Les six studios déployés sur trois étages sont tous uniques, équipés d'un plancher de bois de couleur claire ou d'un tapis de danse noir.

Premiers pas à la Maison pour la danse

Après près de 10 ans d'attente, la Maison pour la danse ouvre officiellement ses portes. Pour l'occasion, le public est convié à cinq jours de festivités gratuites du 5 au 9 septembre afin de découvrir ce vaste lieu dont le milieu de la danse a tant rêvé.

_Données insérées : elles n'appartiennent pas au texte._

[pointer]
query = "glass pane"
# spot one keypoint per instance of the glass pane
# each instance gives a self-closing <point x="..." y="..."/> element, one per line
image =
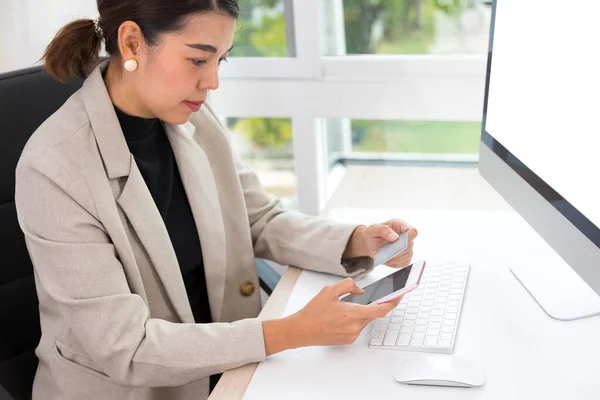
<point x="424" y="137"/>
<point x="265" y="144"/>
<point x="413" y="26"/>
<point x="261" y="30"/>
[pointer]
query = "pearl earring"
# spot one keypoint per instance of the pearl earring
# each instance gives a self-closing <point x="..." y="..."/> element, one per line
<point x="130" y="65"/>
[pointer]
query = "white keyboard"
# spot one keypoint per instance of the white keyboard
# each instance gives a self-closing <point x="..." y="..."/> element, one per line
<point x="426" y="319"/>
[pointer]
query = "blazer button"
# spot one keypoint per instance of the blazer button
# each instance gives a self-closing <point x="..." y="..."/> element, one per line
<point x="247" y="288"/>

Performances, expositions et projections sont au programme.
Dans le hall d'entrée, l'oeuvre d'art numérique Faire corps de l'artiste Jean-Ambroise Vessac donne le ton à cet édifice d'allure contemporaine aux fenêtres immenses qui se veut à la fois fonctionnel pour les artistes et accueillant pour les visiteurs. 
Les six studios déployés sur trois étages sont tous uniques, équipés d'un plancher de bois de couleur claire ou d'un tapis de danse noir. «On a voulu qu'ils soient sobres et libres pour que les créateurs les utilisent comme canevas et puissent leur donner leur couleur», explique la directrice de la Maison pour la danse, Nadia Bellefeuille. Ils seront utilisés à la fois par des danseurs professionnels et amateurs. 
La Maison pour la danse accueille aussi cinq organismes résidents. Le fils d'Adrien danse, Danse K par K, La Rotonde, L'Artère et Alan Lake factori(e) y ont désormais leurs bureaux.
Osez!
Pour lancer les festivités, le projet Osez!, mis au monde en 2002 par la chorégraphe Karine Ledoyen et qui amenait la danse sur les quais, revivra sous une nouvelle formule. Chaque soir, du 5 au 9 septembre, les spectateurs sont invités à découvrir un nouveau spectacle d'une trentaine de minutes sur la musique du concepteur sonore Pascal Asselin (Millimetrik). En tout, sept chorégraphes (Geneviève Duong et Harold Rhéaume, notamment) et 26 danseurs de Québec participeront au projet.
Chaque jour, les 26 danseurs apprendront une chorégraphie complètement différente. Suivant le concept du «cadavre exquis», un petit segment de la création de la veille devra être intégré dans la nouvelle pièce apprise. «Un exercice de style de haute voltige», décrit Karine Ledoyen. 
Toujours du 5 au 9 septembre, des films de danse d'artistes tels que Daniel Bélanger, Josiane Bernier, Ariane Voineau et Chantal Caron seront projetés en continu dans l'un des studios.
Jusqu'au 12 septembre, les citoyens qui entreront dans l'immeuble, situé au 336, rue du Roi, et qui a été rénové de fond en comble au coût de 5,4 millions ­$, pourront voir les oeuvres exposées de Francis Desharnais, qui s'est inspiré des lieux pour créer des dessins en noir et blanc.
Les festivités connaîtront leur point culminant le 9 septembre dès 21h lors d'une soirée dansante. De courtes performances auront lieu sur la musique du DJ Alexandre Berthier. Les spectateurs pourront alors entrer dans la danse.